For Weber, the monopoly of violence is the distinctive feature of a state. This is based on three reasons: the preservation of state unity vis-à-vis the outside world; the eventual need to expand the country’s resources and territory by means of war; state force as a permanent threat to those who seek to change the organization of society (internal peace). In other words, a State that is surpassed by groups, factions, or entities of any kind in the application, possession and monopoly of legitimate force lacks one of its fundamental qualities. Without being the sole source of the right to violence, the State as such would not exist and would enter anarchy.
For Weber, the legitimate exercise of violence is the most important attribute of the State, even in ontological terms. Without this essential attribute there is neither territory, nor population, nor legal order; there is no State. What allows the political existence of the State is its superiority over any existing power in a given territory, which in turn allows it to maintain itself over time.
From this conceptual framework, it is difficult to explain how criminal groups dedicated to drug trafficking embody the State itself.

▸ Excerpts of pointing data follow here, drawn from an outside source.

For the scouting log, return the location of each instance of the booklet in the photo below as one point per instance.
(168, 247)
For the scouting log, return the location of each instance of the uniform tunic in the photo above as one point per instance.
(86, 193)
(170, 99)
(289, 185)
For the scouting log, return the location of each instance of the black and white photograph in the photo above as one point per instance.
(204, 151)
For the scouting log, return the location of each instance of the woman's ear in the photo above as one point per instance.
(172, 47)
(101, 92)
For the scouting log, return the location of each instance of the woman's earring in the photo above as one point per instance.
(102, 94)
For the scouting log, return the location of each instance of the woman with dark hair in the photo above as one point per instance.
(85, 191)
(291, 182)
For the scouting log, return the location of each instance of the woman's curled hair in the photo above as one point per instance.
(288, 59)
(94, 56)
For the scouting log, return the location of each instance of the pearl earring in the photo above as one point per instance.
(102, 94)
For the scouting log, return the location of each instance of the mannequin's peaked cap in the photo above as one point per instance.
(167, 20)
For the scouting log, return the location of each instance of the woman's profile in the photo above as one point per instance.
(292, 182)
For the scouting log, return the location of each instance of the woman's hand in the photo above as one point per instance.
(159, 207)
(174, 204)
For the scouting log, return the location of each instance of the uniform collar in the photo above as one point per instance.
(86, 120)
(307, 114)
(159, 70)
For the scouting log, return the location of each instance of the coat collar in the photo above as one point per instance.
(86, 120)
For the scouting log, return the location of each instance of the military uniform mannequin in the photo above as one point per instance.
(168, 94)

How they have constituted a parallel state by imposing their legal order, monopolizing the use of legitimate force in a territory, to turn it into an organization dedicated entirely to drug trafficking. To date, there is no empirical evidence of such a thing. What has been proven is that the State has always controlled the business of prohibited substances, since its beginnings in the late 1960s, and that this model has not been substantially altered.
Seen in this light, an eventual surrender of the Paraguayan State – with the loss, reduction, limitation, or serious contestation against its will of the monopoly on the use of force – must necessarily be understood as the non-existence or replacement of the State as an entity. This is the view that lies behind the also widespread idea that, with the failure of the Paraguayan State in its capacity to monopolize violence against drug trafficking groups, what we have is an “absent State”.
It is very common to find politicians, communicators and even academics who argue that this supposed absence of the state explains the rise of criminal groups in certain areas of the country. Something that, incidentally, has been called into question by Carlos Peris with Sarah Cerna and another by Sonia Alda Mejías, in which data in hand refutes this vision, repeated ad nauseam in the case of Paraguay.
Neither NS nor “absence of the state.” The Paraguayan state is not an entity that is directly involved in the drug trafficking business, although at times it may seem so, nor is the absence of the state taken advantage of by criminal groups to prosper in this supposed power vacuum. In reality, what is evident is a State that is very present to regulate, protect and profit from a business that is functional to the maintenance of the political system, on the one hand; and an absence of the rule of law, on the other.
*Researcher. Former director of the Observatory of Coexistence and Citizen Security of the Ministry of the Interior.